I’ve mentioned in posts before that one way to manage time more effectively is by employing the ‘eat the frog first’ rule. By tackling my least favourite or most difficult task before embarking on the rest of the day’s work, I get a great sense of achievement as well as feeling more focussed on the tasks ahead that I know I’m going to enjoy.

Many people I know use this method to increase production and whilst I still rate it as one of the best time management tools there is, I have recently been working on a new approach. I call it;

Sugaring the Frog.

Yes I know, it sounds pretty disgusting doesn’t it?

This came about because I began one day to ponder exactly why it was always the same tasks week in, week out that gave me the sense that I was undertaking some kind of amphibian bush tucker trial every working morning.

Yes, I was eating those frogs and getting them out of the way early on but I knew they’d be back the next day, croaking at me as I consumed cup of tea number four, and sitting there by my laptop like green slimy versions of Jabba the Hut.

So I decided to analyse exactly what it was about said frogs that I found so obnoxious and wondered if I might just kiss one and see if I could turn it into a handsome prince.

At random, I picked a frog and studied it, all the while trying to keep a completely open mind.

This dreaded task was a very specific job I had to do for a particular client four or five mornings per week.

The client himself is utterly lovely. I’m extremely fortunate in that all my clients are great people who have interesting businesses that I enjoy working for.

So I knew it couldn’t be  because of any personal dislike or lack of interest on my part.

The task itself wasn’t particularly difficult. Like 90% of my work it involved writing and while the muse sometimes temporarily abandons me, I pretty much love what I do and would even enjoy writing copy on how to open a crisp packet.

So why did I think of this almost daily task as being a frog to get out of the way?

Eventually, I boiled it down (apologies of you are imagining a frog being boiled. Well if you weren’t, you definitely are now) to one thing;


Because I had been doing this task for so long and because it wasn’t too tricky I had fallen into the trap of approaching it in a haphazard way. I’m a bit of a one for lists, and schedules and measurement and spreadsheets but the way I was going about this job was not following any pattern.

The task itself wasn’t the problem; it was the feeling it engendered in me. One of mild panic because I was working in quite a random way that meant I didn’t feel in control. I wasn’t in the driving seat of this one.

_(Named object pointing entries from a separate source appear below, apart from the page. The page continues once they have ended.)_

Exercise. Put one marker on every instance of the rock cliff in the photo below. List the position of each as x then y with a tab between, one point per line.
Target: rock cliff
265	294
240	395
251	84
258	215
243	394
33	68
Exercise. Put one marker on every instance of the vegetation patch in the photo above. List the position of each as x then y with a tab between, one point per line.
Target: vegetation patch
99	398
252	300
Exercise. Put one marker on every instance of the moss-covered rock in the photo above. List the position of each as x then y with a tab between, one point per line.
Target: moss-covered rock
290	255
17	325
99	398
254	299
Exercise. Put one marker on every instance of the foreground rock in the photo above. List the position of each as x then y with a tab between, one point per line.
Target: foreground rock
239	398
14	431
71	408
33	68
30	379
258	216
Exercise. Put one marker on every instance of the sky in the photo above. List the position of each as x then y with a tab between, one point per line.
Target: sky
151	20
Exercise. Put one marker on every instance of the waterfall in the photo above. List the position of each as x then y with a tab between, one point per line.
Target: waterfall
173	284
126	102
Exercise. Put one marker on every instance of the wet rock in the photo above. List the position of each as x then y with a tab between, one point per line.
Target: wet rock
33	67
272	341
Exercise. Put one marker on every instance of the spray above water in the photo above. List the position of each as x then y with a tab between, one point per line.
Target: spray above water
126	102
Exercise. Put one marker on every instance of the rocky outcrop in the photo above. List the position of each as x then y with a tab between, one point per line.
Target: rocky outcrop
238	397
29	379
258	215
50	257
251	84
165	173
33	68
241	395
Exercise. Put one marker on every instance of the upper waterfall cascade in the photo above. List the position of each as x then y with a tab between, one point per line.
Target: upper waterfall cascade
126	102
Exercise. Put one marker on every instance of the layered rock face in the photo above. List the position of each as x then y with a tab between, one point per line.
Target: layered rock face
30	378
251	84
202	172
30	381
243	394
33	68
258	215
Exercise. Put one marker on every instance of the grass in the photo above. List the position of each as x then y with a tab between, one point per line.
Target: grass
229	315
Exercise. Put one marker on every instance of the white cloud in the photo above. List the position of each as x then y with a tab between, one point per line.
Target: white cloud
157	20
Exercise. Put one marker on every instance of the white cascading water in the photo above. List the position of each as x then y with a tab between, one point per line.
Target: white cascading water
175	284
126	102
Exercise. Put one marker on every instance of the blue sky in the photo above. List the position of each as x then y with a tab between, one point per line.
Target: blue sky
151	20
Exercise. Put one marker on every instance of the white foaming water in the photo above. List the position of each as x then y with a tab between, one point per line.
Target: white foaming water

Instead of the words and subject matter following my lead, I felt as if I was running to keep up. I don’t mean that I have to be ultra-controlling over whatever I write. Part of the creative process is sometimes to let go and allow the words to pick themselves and that often changes the tone or even entire theme of a piece of writing for the better.

What I mean is that I felt I was flailing around because I had no structure and I had no structure because I’d allowed this task to develop without applying a framework to it. And because I was being super analytical and knew I should be honest with myself, I realised that sinking feeling I had about it was because it made me feel that I wasn’t working with 100% effort and so I was letting my client down.

The frog was me, pretty much.

The beauty of having gone through this process was that once I’d identified what the real problem was I could do something about it.

I spent a day designing a system I could apply that would make all future work on this project flow perfectly. I actually had a plan at last, and because of that I looked at it all with fresh eyes and started getting ideas about how to improve what was already there, as well as unrelated ideas for the client that I thought would really benefit his business.


One less frog to eat. There are still others and no doubt a few more will hop into view at some point but I recommend doing a bit of soul searching if you seem to be eating the same frog every morning, or if you are infested with them.

Of course, all of the above doesn’t just apply to work. At home and in personal relationships, there are those things you just don’t want to face but you know you must sometime.

Having something hanging over you like a sword of Damocles can be annoying at best and at worst can start to affect your health.

By at least deciding whether you need to just get on and eat the frog and get it out of the way, or sprinkle some sugar on it by looking at it from a different perspective could save you a lot of pain. And even if you sprinkle the sugar and it still seems like a horrible task, it will be at least a little more palatable.

Try it.

(Disclaimer: no actual frogs were harmed during the research phase of this post.)